Here, you'll notice an exact query does not match, since the words "birds" and "only" have been conjoined:

julia> exact_query = Query("birds only")
Query("birds only")

julia> match(exact_query, text_with_typos) # nothing, no exact match

KeywordSearch offers the augment function specifically to address mis-conjoined words:

julia> augmented_query = augment(exact_query)
Or
├─ Query("birds only")
└─ Query("birdsonly")

julia> m2 = match(augmented_query, text_with_typos) # now it matches
QueryMatch with distance 0 at indices 93:101.

julia> m2.query # which of the two queries in the `Or` matched?
Query("birdsonly")

Here, augment generated an Or query, but we can generate one ourselves:

julia> dog_or_cat = Query("dog") | Query("cat")
Or
├─ Query("dog")
└─ Query("cat")

julia> m3 = match(dog_or_cat, text_with_typos)
QueryMatch with distance 0 at indices 144:146.

julia> explain(m3)
The query "dog" exactly matched the text "…others have four, as the lizard and the dog; others, as the scolopendra and bee, have…".

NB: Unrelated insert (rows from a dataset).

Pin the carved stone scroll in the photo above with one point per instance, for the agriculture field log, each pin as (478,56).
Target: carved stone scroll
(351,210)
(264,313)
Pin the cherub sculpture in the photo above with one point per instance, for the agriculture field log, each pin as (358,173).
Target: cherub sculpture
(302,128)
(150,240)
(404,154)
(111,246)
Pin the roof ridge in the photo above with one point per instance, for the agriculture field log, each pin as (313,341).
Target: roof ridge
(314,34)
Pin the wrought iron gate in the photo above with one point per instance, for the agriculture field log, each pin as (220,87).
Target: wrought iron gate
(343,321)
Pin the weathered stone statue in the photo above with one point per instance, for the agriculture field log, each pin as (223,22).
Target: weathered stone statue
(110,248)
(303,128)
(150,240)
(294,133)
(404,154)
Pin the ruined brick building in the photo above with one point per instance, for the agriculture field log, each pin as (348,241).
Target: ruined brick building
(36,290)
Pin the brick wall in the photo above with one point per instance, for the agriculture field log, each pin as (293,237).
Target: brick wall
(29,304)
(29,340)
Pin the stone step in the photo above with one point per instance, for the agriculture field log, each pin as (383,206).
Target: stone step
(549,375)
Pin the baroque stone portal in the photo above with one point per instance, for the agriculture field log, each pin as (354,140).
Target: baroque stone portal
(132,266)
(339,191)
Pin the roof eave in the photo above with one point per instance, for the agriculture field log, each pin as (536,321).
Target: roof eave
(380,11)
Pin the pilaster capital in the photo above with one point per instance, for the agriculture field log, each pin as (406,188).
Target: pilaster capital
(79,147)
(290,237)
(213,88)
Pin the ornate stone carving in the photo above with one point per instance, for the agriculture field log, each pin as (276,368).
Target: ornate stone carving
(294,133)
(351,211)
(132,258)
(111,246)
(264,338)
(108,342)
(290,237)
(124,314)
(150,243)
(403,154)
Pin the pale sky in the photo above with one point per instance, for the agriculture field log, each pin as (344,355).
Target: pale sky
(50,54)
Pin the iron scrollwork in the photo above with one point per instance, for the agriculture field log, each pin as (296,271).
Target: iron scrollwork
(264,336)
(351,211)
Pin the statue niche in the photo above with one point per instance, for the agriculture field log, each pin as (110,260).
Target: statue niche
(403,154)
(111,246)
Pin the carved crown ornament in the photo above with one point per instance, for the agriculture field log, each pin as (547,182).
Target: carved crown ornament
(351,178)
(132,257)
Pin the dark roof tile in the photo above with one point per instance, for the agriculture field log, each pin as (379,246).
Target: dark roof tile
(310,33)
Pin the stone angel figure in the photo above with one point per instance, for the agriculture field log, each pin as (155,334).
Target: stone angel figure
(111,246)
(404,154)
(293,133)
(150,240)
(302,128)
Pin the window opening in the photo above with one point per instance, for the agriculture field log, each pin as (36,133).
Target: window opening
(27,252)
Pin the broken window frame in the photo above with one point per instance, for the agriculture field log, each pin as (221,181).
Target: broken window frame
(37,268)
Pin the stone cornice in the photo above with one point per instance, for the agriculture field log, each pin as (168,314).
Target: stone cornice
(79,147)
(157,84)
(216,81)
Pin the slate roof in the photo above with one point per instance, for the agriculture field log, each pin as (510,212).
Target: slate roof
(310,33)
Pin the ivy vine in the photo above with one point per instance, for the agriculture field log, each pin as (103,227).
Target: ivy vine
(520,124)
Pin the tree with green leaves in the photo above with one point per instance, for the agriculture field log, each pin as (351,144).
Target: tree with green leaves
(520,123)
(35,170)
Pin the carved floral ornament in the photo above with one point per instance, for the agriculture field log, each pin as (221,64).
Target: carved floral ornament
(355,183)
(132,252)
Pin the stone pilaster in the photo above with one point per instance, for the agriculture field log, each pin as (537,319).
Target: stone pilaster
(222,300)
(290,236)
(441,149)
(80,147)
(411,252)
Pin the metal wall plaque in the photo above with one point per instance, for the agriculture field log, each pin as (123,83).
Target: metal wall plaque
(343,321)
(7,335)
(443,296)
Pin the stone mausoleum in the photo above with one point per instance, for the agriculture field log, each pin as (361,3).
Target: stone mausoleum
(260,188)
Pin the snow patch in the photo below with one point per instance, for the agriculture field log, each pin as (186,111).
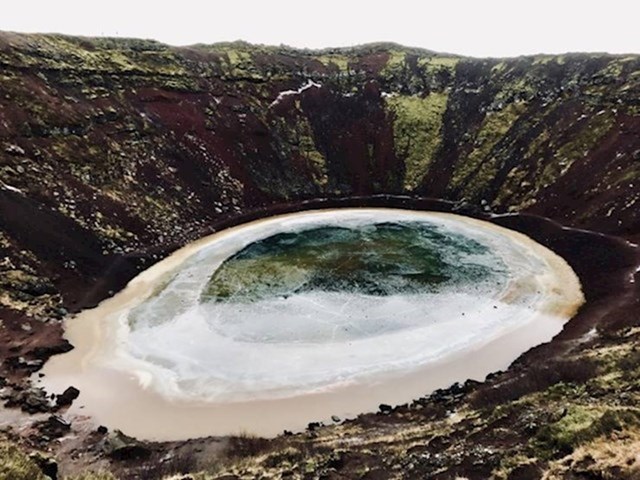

Note also that FuzzyQuery by default uses the DamerauLevenshtein() distance from StringDistances.jl, and searches for a match within a cutoff of 2 but you can pass it another distance or use another cutoff:

julia> fuzzy_query_2 = FuzzyQuery("brid nly", DamerauLevenshtein(), 4)
FuzzyQuery{DamerauLevenshtein{Nothing},Int64}("brid nly", DamerauLevenshtein{Nothing}(nothing), 4)

julia> m4 = match(fuzzy_query_2, text_with_typos)
QueryMatch with distance 4 at indices 93:100.

julia> explain(m4)
The query "brid nly" matched the text "…former some have two feet, as mankind and birdsonly; others have four, as the lizard and the…" with distance 4.